It is easier and quicker to brake down than my 1911..


----------



## berettabone (Jan 23, 2012)

Like I said.


Couch Potato said:


> Your nail would need to be very, very brittle to break as easy as it is to turn. I suppose women concerned about messing up their polish need a "tool," but they would likely need a "tool" of some sort for any pistol.


----------



## oneoclock (Aug 4, 2011)

Why break it down if you're not preparing to clean it? If you're preparing to clean it, don't you have your cleaning supplies and tools with you?

I think Beretta nailed it with this one. 

NO catches on outside. Concealed carry is very easy.


----------



## BigCityChief (Jan 2, 2013)

Couch Potato said:


> After searching more than a year for the right pocket pistol for me, I purchased a Nano this past week and I am very please with my results at my first range visit yesterday. At 7 yards or less I can easily put six rounds in a six-inch circle just pointing my arm in the right direction and firing quickly. Taking time to aim produced excellent results out to 15 yards, but I didn't shoot much at that distance, or go beyond it, because shoot in targets at a distance is not my intended use of the gun. This gun is an easy to carry personal defense weapon, not one for a holes in paper contest.
> 
> The size of the gun and size of my hand are an excellent match. Most pocket guns are just too small for me to use with relative comfort.
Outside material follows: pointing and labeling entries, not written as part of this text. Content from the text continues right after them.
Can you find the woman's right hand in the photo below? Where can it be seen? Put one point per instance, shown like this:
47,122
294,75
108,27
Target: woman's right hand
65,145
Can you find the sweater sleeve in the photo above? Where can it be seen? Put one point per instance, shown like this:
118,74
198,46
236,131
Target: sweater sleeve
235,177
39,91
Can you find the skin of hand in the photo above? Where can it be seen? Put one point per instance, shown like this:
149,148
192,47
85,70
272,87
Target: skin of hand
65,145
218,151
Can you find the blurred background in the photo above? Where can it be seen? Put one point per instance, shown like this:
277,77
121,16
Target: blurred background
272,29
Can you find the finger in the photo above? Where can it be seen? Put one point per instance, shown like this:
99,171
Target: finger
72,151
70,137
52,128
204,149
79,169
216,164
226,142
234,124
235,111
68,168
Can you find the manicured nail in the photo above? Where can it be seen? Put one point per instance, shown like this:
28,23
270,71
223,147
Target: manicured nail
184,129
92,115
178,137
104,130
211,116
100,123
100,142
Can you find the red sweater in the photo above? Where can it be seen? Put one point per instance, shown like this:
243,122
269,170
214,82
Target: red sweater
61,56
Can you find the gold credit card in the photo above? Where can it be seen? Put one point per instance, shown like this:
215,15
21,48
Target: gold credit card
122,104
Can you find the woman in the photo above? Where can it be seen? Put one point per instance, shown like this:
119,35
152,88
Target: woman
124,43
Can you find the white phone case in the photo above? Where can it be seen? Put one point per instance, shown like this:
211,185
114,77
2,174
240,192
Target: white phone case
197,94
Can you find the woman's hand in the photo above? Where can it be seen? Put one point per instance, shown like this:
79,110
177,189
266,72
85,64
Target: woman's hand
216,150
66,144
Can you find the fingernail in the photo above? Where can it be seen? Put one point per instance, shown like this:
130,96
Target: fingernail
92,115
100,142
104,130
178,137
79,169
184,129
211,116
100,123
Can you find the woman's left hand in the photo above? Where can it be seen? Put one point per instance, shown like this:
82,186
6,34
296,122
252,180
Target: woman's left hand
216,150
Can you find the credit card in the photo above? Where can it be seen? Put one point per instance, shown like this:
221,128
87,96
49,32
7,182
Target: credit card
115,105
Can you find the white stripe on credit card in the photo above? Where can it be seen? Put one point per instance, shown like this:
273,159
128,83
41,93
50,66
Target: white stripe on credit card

My two middle fingers fit perfectly on the grip, my little finger sits nicely under the magazine, and trigger finger hits perfectly on the small indentation designed for it.
> 
> I will confirm other reports that it does not like the 115gr rounds (which I ran out of yesterday), but performs flawlessly with the 124gr rounds (which is all I will buy for it in the future). It is the perfect defensive gun for me in that it is likely to always be with me so I'll have it when I need it. It is not "perfect," but close enough for me and may well be the best $415 I ever spent.


The Nano is a fine pistol. After several hundred break-in rounds, it'll handle 115 gr target ammo as well as 124 and 147 gr SD Ammo. Enjoy!


----------



## oneoclock (Aug 4, 2011)

Mine has never had 1 hiccup from day 1. I have used 115 gr, 124 gr, 147 gr, only about 550 rounds so far. I know a few of the early ones had some trouble, but mine has been flawless.


----------